Using $ x \ge \lfloor x \rfloor > x – 1 $ we have

$$ A_n \ge n - \sum \frac{n}{p_i} + \sum \frac{n}{p_i p_j} - \binom{m}{2} -
\sum \frac{n}{p_i p_j p_k} + \sum \frac{n}{p_i p_j p_k p_l} - \binom{m}{4} + \cdots.$$

Noting that $$\binom{m}{0}+\binom{m}{2}+\binom{m}{4} \cdots = 2^{m-1},$$

we obtain $A_n \ge B_n – 2^{m-1}.$ Similarly, we have $A_n \le B_n + 2^{m-1}$ and hence we can bound

$$ \left| \frac{A_n – B_n}{n} \right| \le \frac{2^{m-1}}{n} = O(1/n).$$

However, if we take $n \equiv -1 \textrm{ mod } \prod_{i=1}^m p_i$ then we have

$$A_n – B_n = \prod_{i=1}^m \left( 1- \frac{1}{p_i} \right) = \text{a constant.} \quad (1)$$

So the difference is a constant infinitely often.

EDIT: Since the differences between the $ \lfloor \frac{n}{p_i p_j \ldots} \rfloor $ and the $ \frac{n}{p_i p_j \ldots} $ are a maximum when $n \equiv -1 \textrm{ mod } \prod_{i=1}^m p_i$ it appears we have

$$A_n – B_n \le \prod_{i=1}^m \left( 1- \frac{1}{p_i} \right), \quad (2)$$

with equality when $n \equiv -1 \textrm{ mod } \prod_{i=1}^m p_i.$ I do not have a proof of this latter claim, although I have a proof for (1), which I hope to be able to modify to prove (2).

EDIT2: I could not find a proof of (2) because, sadly, it's not true! However, (1) is exact for the given $n.$

EDIT3:

Here's a vast improvement on my previous comments, which I believe solves your problem completely.

Suppose $n \equiv -r \textrm{ mod } \prod_{i=1}^m p_i, $ where $ 0 \le r < \prod_{i=1}^m p_i$ then we have

$$A_n – B_n \le r \prod_{i=1}^m \left( 1- \frac{1}{p_i} \right).$$

I proved this simply by expanding $A_n – B_n$ and doing the summations.
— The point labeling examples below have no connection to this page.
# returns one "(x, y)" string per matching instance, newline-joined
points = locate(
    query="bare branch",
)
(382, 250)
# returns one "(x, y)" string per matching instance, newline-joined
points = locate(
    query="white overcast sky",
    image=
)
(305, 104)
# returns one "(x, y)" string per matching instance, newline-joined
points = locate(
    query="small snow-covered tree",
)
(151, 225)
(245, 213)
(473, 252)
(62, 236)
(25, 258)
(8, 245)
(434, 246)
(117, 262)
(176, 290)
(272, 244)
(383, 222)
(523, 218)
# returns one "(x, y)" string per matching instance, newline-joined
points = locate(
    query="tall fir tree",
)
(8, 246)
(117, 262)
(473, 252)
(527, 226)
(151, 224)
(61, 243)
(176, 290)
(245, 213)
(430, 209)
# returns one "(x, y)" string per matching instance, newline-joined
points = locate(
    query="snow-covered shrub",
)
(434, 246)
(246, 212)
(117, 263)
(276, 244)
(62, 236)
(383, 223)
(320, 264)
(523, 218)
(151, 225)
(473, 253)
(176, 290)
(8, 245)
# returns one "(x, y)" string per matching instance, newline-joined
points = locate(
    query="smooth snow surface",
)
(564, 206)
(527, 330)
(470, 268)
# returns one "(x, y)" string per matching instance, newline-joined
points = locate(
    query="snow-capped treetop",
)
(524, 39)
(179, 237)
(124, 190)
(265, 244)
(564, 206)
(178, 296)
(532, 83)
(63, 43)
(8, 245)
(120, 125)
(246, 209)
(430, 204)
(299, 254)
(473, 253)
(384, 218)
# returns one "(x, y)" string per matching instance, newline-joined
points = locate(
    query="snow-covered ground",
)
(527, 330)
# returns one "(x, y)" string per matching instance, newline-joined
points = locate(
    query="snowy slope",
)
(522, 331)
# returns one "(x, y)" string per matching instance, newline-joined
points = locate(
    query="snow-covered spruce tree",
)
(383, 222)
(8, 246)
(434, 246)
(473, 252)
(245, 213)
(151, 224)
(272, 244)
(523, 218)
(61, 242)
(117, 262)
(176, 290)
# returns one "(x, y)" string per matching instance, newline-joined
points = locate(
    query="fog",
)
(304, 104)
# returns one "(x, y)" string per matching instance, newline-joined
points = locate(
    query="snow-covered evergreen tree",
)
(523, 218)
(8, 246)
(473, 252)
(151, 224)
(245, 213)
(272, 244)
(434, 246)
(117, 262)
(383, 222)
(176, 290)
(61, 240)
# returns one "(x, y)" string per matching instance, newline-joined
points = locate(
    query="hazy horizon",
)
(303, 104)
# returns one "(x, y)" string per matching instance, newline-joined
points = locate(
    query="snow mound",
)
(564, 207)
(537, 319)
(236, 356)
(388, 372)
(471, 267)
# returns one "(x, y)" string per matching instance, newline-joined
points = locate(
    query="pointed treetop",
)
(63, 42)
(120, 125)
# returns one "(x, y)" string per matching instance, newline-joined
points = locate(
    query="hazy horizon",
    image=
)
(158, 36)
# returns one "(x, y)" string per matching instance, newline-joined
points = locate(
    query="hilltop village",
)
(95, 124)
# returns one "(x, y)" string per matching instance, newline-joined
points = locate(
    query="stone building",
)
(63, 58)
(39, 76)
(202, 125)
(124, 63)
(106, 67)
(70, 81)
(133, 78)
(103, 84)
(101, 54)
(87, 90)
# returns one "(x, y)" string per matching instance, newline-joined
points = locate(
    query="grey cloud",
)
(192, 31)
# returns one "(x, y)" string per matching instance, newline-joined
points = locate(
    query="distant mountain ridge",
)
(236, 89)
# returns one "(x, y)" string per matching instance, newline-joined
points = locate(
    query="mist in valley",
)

Also, I believe the exact formula to be

$$A_n – B_n = \delta + r \prod_{i=1}^m \left( 1- \frac{1}{p_i} \right) - \Phi_P(r),$$

where $\delta = 1$ when $r$ is coprime to all the $p_i$ and $0$ otherwise, and $\Phi_P(r)$ is the number of positive integers $\le r$ which are coprime to the $p_i.$

Note that when $n=711,$ $r=9,$ $\delta = 0$ and $\Phi_P(9) = 2,$ $P=\lbrace 2,3,5 \rbrace,$ so the above formula gives $$A_{711}-B_{711} = 9 \left( 1 - \frac{1}{2} \right) \left( 1 - \frac{1}{3} \right) \left( 1 - \frac{1}{5} \right) – 2 = 0.4$$ which agrees with your $190-189.6 = 0.4$

When $n=107,$ $r=19,$ $\delta = 1$ and $\Phi_P(19) = 6,$ $P=\lbrace 2,3,7 \rbrace,$ so we have $$A_{107}-B_{107} = 1 + 19 \left( 1 - \frac{1}{2} \right) \left( 1 - \frac{1}{3} \right) \left( 1 - \frac{1}{7} \right) – 6 = 0.42857\ldots,$$

which is also in agreement with the rounded figures you've given in the question.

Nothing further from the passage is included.